Patrick’s voice crackled over the radio, “You alright, James?” As I peered out over a sun soaked Abbotsford and off to a glorious view of Mt. Baker, I imagine he could hear my smile as I replied, “Never better.”
With each passenger firmly secured into their cockpit, our group of seven planes took off in waves. I am in plane #7, taking off in final wave. At Patrick’s command, the L-39C pushes hard down the runway, its single turbofan engine producing some 3790 lbs. of thrust. Accelerating hard, we take flight. While there is almost no impression of speed, the 12.13-metre-long L-39C is capable of 750 km/h in level flight, or up to 910 km/h in a dive. As we joined the tight group formation, often less than 3 meters from the wing of another plane, I was struck by how much these small jets move around in the air. Their wings fight for purchase, causing the entire plane to buffet and shimmy about. Through my seat I could feel the plane yawing slightly from side to side, like a car fighting for grip on an icy surface. The feeling was electric, the plane was alive, bristling with power and running with the herd.

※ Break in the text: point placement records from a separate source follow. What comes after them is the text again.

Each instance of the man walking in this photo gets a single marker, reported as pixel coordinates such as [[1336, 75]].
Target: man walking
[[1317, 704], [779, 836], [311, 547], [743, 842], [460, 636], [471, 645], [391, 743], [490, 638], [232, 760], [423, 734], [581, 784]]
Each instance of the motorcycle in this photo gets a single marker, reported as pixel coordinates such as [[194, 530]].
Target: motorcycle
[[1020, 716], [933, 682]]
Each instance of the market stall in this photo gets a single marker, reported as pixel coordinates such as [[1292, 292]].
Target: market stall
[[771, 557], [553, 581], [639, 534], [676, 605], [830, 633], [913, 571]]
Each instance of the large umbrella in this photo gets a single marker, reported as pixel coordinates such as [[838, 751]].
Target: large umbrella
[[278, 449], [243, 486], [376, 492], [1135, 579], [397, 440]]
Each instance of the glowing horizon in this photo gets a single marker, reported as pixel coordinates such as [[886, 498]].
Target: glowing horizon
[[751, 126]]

Patrick’s voice crackled over the radio, “You alright, James?” As I peered out over a sun soaked Abbotsford and off to a glorious view of Mt. Baker, I imagine he could hear my smile as I replied, “Never better.” Moments later, the entire group was climbing hard into a full loop, and as the g-forces pushed the blood from my head I felt the edges of my sight fade. I tensed my legs and core and sucked in as big a breath as I could muster just as we transitioned from positive G’s to negative and while inverted it felt as though we were hovering over the rolling green landscape below. Pulling out of the loop, the group took long fast banked turns and climbed steadily into a slow and wondrous barrel roll. Glancing over our left wing I could see straight down into the valley and over the right I could make out the expression on the face of the passenger in the plane next to me (naturally, they were smiling). The noise, the view, the sense of power and sheer fun, I can see why no pilot has ever chosen to leave the Breitling Jet Team; it’s hard to imagine this feeling like a day job.
On wrist throughout the flight I wore a limited edition Chronomat 44 Breitling Jet Team American Tour, a bold, black automatic chronograph customized especially for the Breitling Jet Tour. Limited to 500 units, this version carries the Jet Team’s logo and is customized with yellow accent colours to match the livery of the team aircraft. I borrowed the watch right off the wrist of one of the team members and it certainly looked fit for duty within the cockpit of this high-performance aircraft. Breitling created the team as an outlet for their long-standing passion and fascination with aviation and the brand has long been associated not only with flying but also with Air Forces and extreme aviators the world over (just google Yves Rossy).
With the flight nearly over, we had our final acrobatic maneuver before landing. In sequence, each plane would pull up and away at great speed, turning hard to build distance from the group and to form a neat line up for landing. At Patrick’s command, our plane leapt up and to the left, pressing me against my seat. My smile broke into laughter—for a guy who grew up loving all manner of fast machinery, my first jet experience was thrilling, beautiful, and altogether too short.